All homes both new and old have ventilation requirements as outlined in residential and mechanical codes. A steady supply of fresh outdoor air can increase indoor air quality and improve occupant comfort, reduce odors and dilute indoor pollutants like VOC’s (volatile organic compounds). Historically, residential homes have not had specific requirements for ventilation because natural air leakage and natural ventilation was considered adequate. As envelope construction practices have improved and the envelopes of residential homes become tighter, the need to ensure air quality through the installation of mechanical ventilation has become necessary. Balanced equipment such as ERV’s and HRV’s are suitable for modern construction and controlled negative fresh air units work well in older homes.
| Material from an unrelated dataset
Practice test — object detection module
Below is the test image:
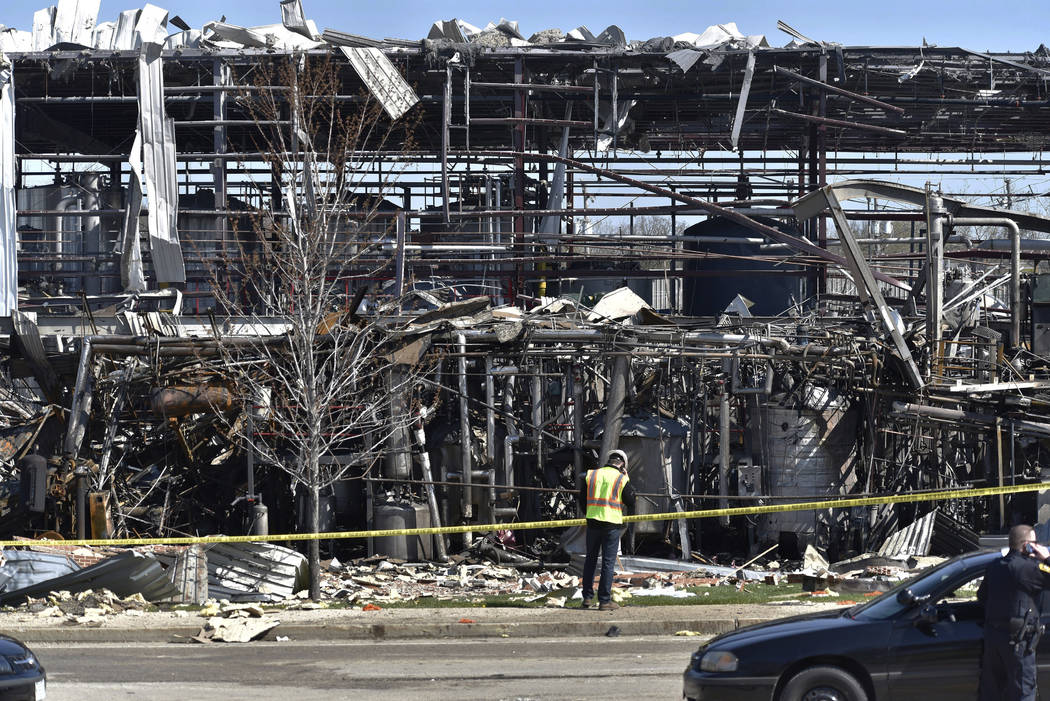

An ERV is designed to deliver the fresh air required to your home. When fresh air is delivered into a home, conditioned air is exhausted back outside to equalize the pressure. The air leaving a home has energy in it – warm energy in winter and cool energy in summer. ERVs capture about 80 percent of the energy from the air leaving the home and puts it back into fresh air entering the home.
Designed to introduce fresh air to return air of your HVAC system. Damper opens during a call for heat, cool and fan operation to deliver required air volume for ASHRAE Code 62.2.2010. Suitable for older homes that are not as tight as new construction. These ventilation systems are not as efficient as a balanced ERV or HRV (Heat Recovery Ventilator) units but are less expensive.
Works in the same way as the negative fresh air damper unit but is fan powered. Similar to the negative pressure unit both will force ventilation if there is not a call for HVAC operation in order to achieve ventilation requirements. All of these ventilation systems introduce air to the central HVAC system resulting in a greater distribution of fresh air to all areas of the home and occupants.